The world is smaller than ever, and it's shrinking more by the day with the growth in technology and increased competition in the world marketplace. The idea of Janesville students learning beside young people from other countries and cultures—and learning from them, as well—has considerable merit and could give local students advantages as they move to their next levels of education and into the jobs of the future.
Janesville isn't the first district to go in this direction. Oxford Community Schools in Michigan started a similar program and graduated its first nine Chinese students in June. That initiative is serving as a model for the plans in Janesville.
Besides enhancing international exposure and learning of Janesville students, the local initiative has the potential to address two primary goals that the school board has established for Schulte: increase enrollment and find new revenue.
It's not clear how much tuition the district could charge the foreign students, but that number could be high enough to not only pay for their educations but help support other programs, as well. The district's findings and decisions in this area will be critical to establishing the initiative's potential.
At last Tuesday's meeting, the school board endorsed the program on an 8-1 vote. Kevin Murray, a persistent skeptic of the plan, was the lone “no” vote.
“I don't even know what I'm being asked to approve because I don't see any plan, any budget,” Murray said.
While he stands alone in the level of his concern on the board, others have raised questions, and members of the public have indicated that they aren't satisfied with the amount of information that has been made available.

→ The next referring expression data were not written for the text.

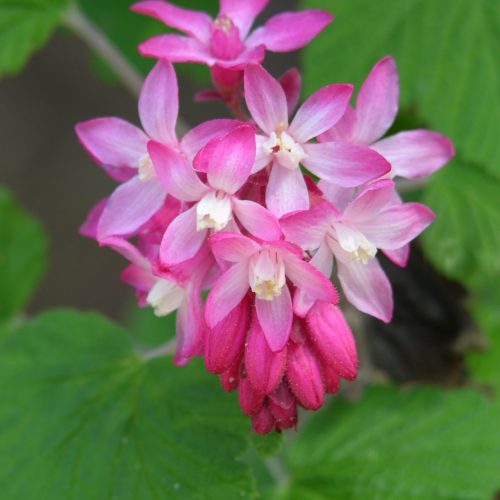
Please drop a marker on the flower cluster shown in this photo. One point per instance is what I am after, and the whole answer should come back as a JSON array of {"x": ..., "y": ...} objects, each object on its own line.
[{"x": 262, "y": 209}]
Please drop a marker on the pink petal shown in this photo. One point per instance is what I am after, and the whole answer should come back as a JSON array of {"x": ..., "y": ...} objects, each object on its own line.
[
  {"x": 333, "y": 339},
  {"x": 347, "y": 165},
  {"x": 176, "y": 48},
  {"x": 309, "y": 279},
  {"x": 291, "y": 82},
  {"x": 377, "y": 102},
  {"x": 399, "y": 256},
  {"x": 224, "y": 343},
  {"x": 286, "y": 191},
  {"x": 242, "y": 13},
  {"x": 232, "y": 247},
  {"x": 228, "y": 160},
  {"x": 308, "y": 228},
  {"x": 227, "y": 293},
  {"x": 257, "y": 220},
  {"x": 343, "y": 130},
  {"x": 320, "y": 111},
  {"x": 181, "y": 241},
  {"x": 129, "y": 207},
  {"x": 369, "y": 202},
  {"x": 397, "y": 225},
  {"x": 415, "y": 153},
  {"x": 190, "y": 328},
  {"x": 159, "y": 103},
  {"x": 290, "y": 30},
  {"x": 113, "y": 143},
  {"x": 265, "y": 99},
  {"x": 263, "y": 366},
  {"x": 175, "y": 173},
  {"x": 194, "y": 23},
  {"x": 275, "y": 318},
  {"x": 366, "y": 287},
  {"x": 303, "y": 373},
  {"x": 199, "y": 136}
]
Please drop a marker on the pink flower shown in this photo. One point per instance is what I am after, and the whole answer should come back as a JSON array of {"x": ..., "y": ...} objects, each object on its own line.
[
  {"x": 264, "y": 269},
  {"x": 225, "y": 42},
  {"x": 287, "y": 146},
  {"x": 411, "y": 154},
  {"x": 372, "y": 220},
  {"x": 227, "y": 162}
]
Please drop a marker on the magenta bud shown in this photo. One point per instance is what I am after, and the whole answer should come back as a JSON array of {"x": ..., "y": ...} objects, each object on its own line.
[
  {"x": 224, "y": 342},
  {"x": 231, "y": 377},
  {"x": 264, "y": 367},
  {"x": 251, "y": 399},
  {"x": 304, "y": 376},
  {"x": 283, "y": 406},
  {"x": 263, "y": 421},
  {"x": 332, "y": 338}
]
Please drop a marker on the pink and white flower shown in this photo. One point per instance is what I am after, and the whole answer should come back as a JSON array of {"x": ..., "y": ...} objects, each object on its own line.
[
  {"x": 412, "y": 154},
  {"x": 372, "y": 220},
  {"x": 286, "y": 146}
]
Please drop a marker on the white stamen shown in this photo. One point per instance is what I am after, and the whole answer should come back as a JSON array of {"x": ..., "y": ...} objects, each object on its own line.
[
  {"x": 165, "y": 297},
  {"x": 288, "y": 152},
  {"x": 267, "y": 274},
  {"x": 146, "y": 168},
  {"x": 213, "y": 211}
]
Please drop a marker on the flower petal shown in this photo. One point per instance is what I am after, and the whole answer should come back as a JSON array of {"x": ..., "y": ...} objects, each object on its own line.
[
  {"x": 286, "y": 191},
  {"x": 275, "y": 318},
  {"x": 175, "y": 173},
  {"x": 257, "y": 220},
  {"x": 243, "y": 13},
  {"x": 308, "y": 228},
  {"x": 228, "y": 160},
  {"x": 129, "y": 207},
  {"x": 377, "y": 102},
  {"x": 320, "y": 111},
  {"x": 265, "y": 99},
  {"x": 199, "y": 136},
  {"x": 192, "y": 22},
  {"x": 113, "y": 142},
  {"x": 367, "y": 287},
  {"x": 397, "y": 225},
  {"x": 176, "y": 48},
  {"x": 159, "y": 103},
  {"x": 228, "y": 291},
  {"x": 181, "y": 241},
  {"x": 232, "y": 247},
  {"x": 415, "y": 153},
  {"x": 347, "y": 165},
  {"x": 310, "y": 280},
  {"x": 290, "y": 30}
]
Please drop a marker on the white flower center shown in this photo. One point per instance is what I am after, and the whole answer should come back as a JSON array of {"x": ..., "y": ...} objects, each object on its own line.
[
  {"x": 267, "y": 274},
  {"x": 354, "y": 242},
  {"x": 146, "y": 168},
  {"x": 165, "y": 297},
  {"x": 213, "y": 211},
  {"x": 288, "y": 152}
]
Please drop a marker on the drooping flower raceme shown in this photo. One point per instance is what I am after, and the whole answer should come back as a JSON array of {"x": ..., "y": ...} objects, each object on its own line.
[{"x": 227, "y": 226}]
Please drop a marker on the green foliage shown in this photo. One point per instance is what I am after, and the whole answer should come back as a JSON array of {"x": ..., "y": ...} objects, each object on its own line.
[
  {"x": 22, "y": 256},
  {"x": 25, "y": 25},
  {"x": 417, "y": 443},
  {"x": 82, "y": 416},
  {"x": 447, "y": 54}
]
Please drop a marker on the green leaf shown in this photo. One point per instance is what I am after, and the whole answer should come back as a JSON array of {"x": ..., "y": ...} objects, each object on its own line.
[
  {"x": 83, "y": 417},
  {"x": 25, "y": 26},
  {"x": 447, "y": 54},
  {"x": 419, "y": 443},
  {"x": 464, "y": 237},
  {"x": 22, "y": 256}
]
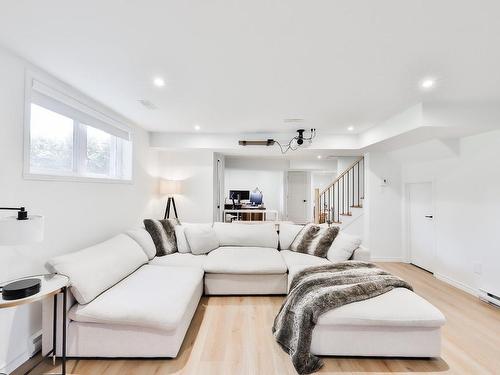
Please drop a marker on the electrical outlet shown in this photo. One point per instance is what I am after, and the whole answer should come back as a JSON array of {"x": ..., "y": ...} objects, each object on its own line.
[{"x": 477, "y": 267}]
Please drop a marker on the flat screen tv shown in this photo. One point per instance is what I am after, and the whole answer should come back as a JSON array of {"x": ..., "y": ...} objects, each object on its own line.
[{"x": 239, "y": 195}]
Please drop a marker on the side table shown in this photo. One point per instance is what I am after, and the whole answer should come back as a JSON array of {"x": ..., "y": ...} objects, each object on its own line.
[{"x": 51, "y": 286}]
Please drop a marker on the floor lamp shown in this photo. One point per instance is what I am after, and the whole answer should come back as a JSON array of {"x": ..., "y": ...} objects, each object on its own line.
[{"x": 170, "y": 187}]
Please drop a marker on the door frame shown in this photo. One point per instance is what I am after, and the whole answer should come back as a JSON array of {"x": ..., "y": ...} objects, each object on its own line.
[
  {"x": 309, "y": 187},
  {"x": 406, "y": 221}
]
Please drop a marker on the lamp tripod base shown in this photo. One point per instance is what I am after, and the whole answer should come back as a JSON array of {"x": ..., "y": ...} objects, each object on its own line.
[{"x": 170, "y": 202}]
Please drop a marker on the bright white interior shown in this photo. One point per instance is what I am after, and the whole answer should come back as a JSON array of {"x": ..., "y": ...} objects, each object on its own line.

From the beginning, Schulte should have worked harder at overcommunicating—spelling out every plan that was in place, every trip that was scheduled, every expense that was expected and anything else that board members and the public might want to know about this bold effort. Understandably, she couldn't have foreseen everything, but a solid, detailed plan with timely updates would have been better than having to scramble later to provide desired information.
Going forward, we're intrigued by the possibilities, but Schulte must do a better job of being out front of the questions and upfront with whatever she knows.